The shirt was online and for sale for a week and a half before the Dodgers and Major League Baseball got wind of it and sent a cease-and-desist letter that claimed ATA had infringed on the Dodgers’ trademark through sale of “unlicensed apparel bearing marks confusingly similar to the Dodgers Marks.”
Essentially, the letter was designed to scare the shit out of this three-person company doing a small part to help animals find a new home. Failure to comply with the terms of the letter within one week would result in MLB taking “all steps necessary to preserve and protect the valuable rights of the MLB entities without further notice.” (You can read the whole thing below.)
ATA, which has worked with around 20 no-kill shelters in the LA area, made approximately $375 from the shirts. They reinvested that into more screens, inks, shirts and other supplies to make the shirts. That all quickly went out the window when MLB sniffed out the operation. In addition to demanding that ATA refrain from selling the shirts and otherwise using “any other mark that is confusingly similar,” MLB also demanded an accounting of the following information:
a. the number of Unlicensed Merchandise and/or Dodgers’ trademark sold;
b. the prices at which the Unlicensed Merchandise and/or any Unauthorized Goods were sold;
c. the wholesale prices of such Unlicensed Merchandise and/or any Unauthorized Goods;
d. the channels of trade or mediums through which the Unlicensed Merchandise and/or any Unauthorized Goods were sold;
e. the inventory of such Unlicensed Merchandise and/or any Unauthorized Goods under ATA’s direct and indirect control as of the date of this letter; and
f. the name, addresses, and telephone numbers of the manufacturer(s) and/or supplier(s) of such Unlicensed Merchandise and/or any Unauthorized Goods.
In exchange for doing all of this, MLB graciously promised it would be prepared to discuss things “amicably,” assuming full compliance.
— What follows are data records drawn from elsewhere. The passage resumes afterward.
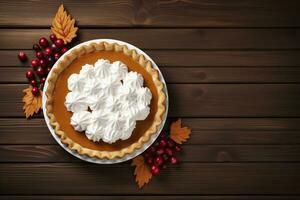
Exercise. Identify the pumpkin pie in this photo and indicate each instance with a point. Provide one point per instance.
(104, 100)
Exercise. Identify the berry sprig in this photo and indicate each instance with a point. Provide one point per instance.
(47, 53)
(161, 153)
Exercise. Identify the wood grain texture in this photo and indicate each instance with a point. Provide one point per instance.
(216, 131)
(149, 197)
(192, 38)
(202, 100)
(125, 13)
(196, 58)
(232, 69)
(195, 74)
(195, 178)
(191, 153)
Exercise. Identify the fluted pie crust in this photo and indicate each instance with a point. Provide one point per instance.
(104, 46)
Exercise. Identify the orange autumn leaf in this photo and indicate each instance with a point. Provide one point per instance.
(179, 134)
(63, 25)
(142, 172)
(32, 104)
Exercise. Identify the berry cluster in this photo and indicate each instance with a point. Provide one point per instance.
(160, 153)
(46, 54)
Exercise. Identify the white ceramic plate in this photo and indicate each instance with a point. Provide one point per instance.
(129, 156)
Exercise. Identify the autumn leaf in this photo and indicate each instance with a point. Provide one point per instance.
(32, 104)
(179, 134)
(142, 172)
(63, 25)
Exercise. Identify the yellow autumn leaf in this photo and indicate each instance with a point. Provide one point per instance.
(178, 133)
(63, 25)
(32, 104)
Once you stop taking the equivalent of one seat behind home plate at Dodger Stadium out of our pockets, then, maybe, we’ll play nice.
Now, this design is obviously a play on the Dodgers logo. The coloring, stylization of “Doggers,” and the ball-flight marks are on-the-nose reproductions, but no one would actually confuse this for a Dodgers shirt. Further, teams don’t generally sell things that, you know, don’t include the actual team name or logo anywhere. It’s not an accident that the first thing you see on the letter is the official logo of Major League Baseball.
Still, ATA fully complied with all of the requests because Three People v. Major League Baseballis a tough case to fight, let alone win. Compliance cost roughly $300, including refunds to customers who had purchased the shirt since receipt of the cease-and-desist letter, and required removing all traces of the design from the internet, which also cost considerable time.
The Doggers shirt is nowhere to be seen now and the company isn’t so much angry as it is nonplussed by the reach and fervor of MLB’s pursuit of a small-time novelty-shirt operation. ATA was hesitant even to discuss what had happened for fear of future retribution from MLB.
We don’t want to go too far down into a semantic argument over what is “confusingly similar” in this case. But you don’t need a JD to know that it’s possible to protect one’s intellectual property in ways that don’t make one look like an overflowing bag of dicks.